Пришел вялый, расхлябанный Игорь, явно с больной головой. Приветливо прищурил в мою сторону всю левую половину лица.

— А может, мне вот так сделать? — вяло спросил он у режиссера.

И вдруг ворвался в сцену, сминая и опрокидывая всех, я вскинул голову и увидел здесь Юру, именно таким, каким и видел его всегда — психованным, выкрученным, кажущимся очень жестким, как металлолом. Но ведь этого всего не написано у меня, ни одной, так сказать, ремарки! Все замерли от неожиданности жизни. Анвар забился куда-то в угол, как это и было. А Юра теребил будильник, рвал сумку, пинал рояль, матерился и потрясал кулаками. Он играл жизнь, и она выстраивала игру всех вокруг него. Я всегда мучился из-за громоздкости своего текста, а тут время как бы исчезло, будто он его сжег собою от начала до конца…

— Ну как? — вдруг вывалился на нас прежний Игорь. — Может быть, так?

— Да-а… да! Вот так вот все и оставь, пока.

— Может быть, закрепим?

— Нет, оставь так, пока. Держи в голове все, как сыграл!

Такой же своей расхлябанной походкой, склонив голову набок, он и ушел.

Странно, что им всем эта поверхностная сцена нравилась больше, чем такой затаенный и грустный разговор Анвара с Ильей, чем длинные монологи Суходола.

Я не хотел выходить в тот вечер из комнаты. Почему-то особенно не хотелось.

«Как это красиво, синьор, чтоб я околел!» — закричал из книги Санчо Панса.

Я осторожно придавил книгу к кровати и с тоскою в сердце понял, как прекрасен Дон Кихот — настолько же прекрасен, насколько тяжела и неказиста моя пьеса, и как она вымучена, как там не связаны все герои и как там пугливо припрятаны все концы. От этого и недоумение, правильно сказал тот мужик: пьеса полупидоров в полукедах. И я вскочил в истерике, замер перед дверью и от этого рассмеялся и вышел в теплый воздух.

Няня ходила за водой к роднику, вместе со своим старым мужем и накрашенной старой актрисой. Михал Михалыч шел впереди. А я все время подавал Няне руку, когда нужно было переходить через ручейки и бревенчатые мостики. У нее был испуганно-настороженный интерес ко мне, трогательный в такой крупной и статной девушке с ребенком. Вода была действительно вкусная, как квинтэссенция этого дремучего берендеевского царства, до которого даже монголо-татарские кони не дошли и польские рыцари тоже захлебнулись и сгнили где-то здесь.

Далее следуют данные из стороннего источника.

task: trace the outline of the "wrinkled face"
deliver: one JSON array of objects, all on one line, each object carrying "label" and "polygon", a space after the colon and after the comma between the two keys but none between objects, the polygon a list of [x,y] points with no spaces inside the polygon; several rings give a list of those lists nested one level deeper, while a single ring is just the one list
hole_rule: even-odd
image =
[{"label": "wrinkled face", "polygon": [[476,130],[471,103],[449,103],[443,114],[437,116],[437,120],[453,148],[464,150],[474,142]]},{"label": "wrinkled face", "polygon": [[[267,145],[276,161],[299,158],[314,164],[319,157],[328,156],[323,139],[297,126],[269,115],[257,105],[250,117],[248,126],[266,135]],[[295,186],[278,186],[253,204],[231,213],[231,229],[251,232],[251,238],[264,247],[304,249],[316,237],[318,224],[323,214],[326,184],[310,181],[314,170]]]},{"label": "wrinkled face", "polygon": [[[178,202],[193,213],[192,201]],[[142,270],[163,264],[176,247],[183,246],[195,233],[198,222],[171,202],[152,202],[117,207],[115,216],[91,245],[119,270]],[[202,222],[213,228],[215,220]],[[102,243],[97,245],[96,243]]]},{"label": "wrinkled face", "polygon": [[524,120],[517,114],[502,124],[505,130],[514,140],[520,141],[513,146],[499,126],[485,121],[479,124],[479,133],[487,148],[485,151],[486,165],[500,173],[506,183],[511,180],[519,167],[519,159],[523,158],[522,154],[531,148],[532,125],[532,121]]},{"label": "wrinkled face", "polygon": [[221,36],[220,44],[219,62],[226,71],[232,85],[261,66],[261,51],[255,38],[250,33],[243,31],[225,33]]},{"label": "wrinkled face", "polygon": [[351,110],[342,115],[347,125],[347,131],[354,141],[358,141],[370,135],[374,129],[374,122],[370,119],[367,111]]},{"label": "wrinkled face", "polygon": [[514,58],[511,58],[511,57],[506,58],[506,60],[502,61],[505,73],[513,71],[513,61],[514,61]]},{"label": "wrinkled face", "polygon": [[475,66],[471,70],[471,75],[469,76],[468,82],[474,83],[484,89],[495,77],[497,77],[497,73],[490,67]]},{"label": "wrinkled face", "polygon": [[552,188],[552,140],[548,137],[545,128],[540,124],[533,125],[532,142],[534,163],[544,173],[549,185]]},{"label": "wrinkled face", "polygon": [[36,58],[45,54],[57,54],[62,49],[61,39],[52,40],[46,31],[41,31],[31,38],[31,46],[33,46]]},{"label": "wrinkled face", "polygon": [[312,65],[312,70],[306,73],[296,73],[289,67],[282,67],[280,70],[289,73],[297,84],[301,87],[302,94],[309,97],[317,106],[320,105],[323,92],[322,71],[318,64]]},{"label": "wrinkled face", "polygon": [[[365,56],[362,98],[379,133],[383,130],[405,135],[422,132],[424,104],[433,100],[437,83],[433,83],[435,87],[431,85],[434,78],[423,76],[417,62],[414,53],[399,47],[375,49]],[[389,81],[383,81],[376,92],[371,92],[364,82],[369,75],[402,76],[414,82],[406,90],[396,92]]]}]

Режиссер. Анвар, слушай, и я думаю: кому сейчас нужны все эти кагэбэшные дела? Надо сократить все эти монологи, а лучше вообще убрать.

— Само собой, — обрадовался Суходол густым проникновенным голосом, полным скупых мужских слез. — Нет, я, конечно, могу все это озвучить…

Если актер ронял листок текста, то он сначала садился на него и только потом поднимал. И делалось это как-то особенно, торжественно и напоказ.

И особенно приятно было затаенно переглядываться с Няней в столовой, видеть крупный кудрявый затылок Михал Михалыча, и эти ее глаза.

— Вам не кажется, что кинза пахнет бараном?

— Это не кинза.

— Но что-то очень сильно пахнет бараном.

— Кто-то хочет молоко? Я не буду…

— Анвар, а тебе интересно мое мнение? — спросила соседка Алина, актриса с коротко и красиво обдерганными волосами.

— Да-а, — разрешил я, не ожидая ничего хорошего.

Анвар-Евгений замер с куском котлеты у рта.

— Отвратительно! Извини. Задолбали гомики и наркоши.

Я сидел на длинной спортивной скамье. Гоголевской гурьбой они вышли все разом с балкона, делегацию возглавлял Анвар-Евгений, за ним Бахтияров, Илья, Суходол, герой-любовник и Сыч в шортах.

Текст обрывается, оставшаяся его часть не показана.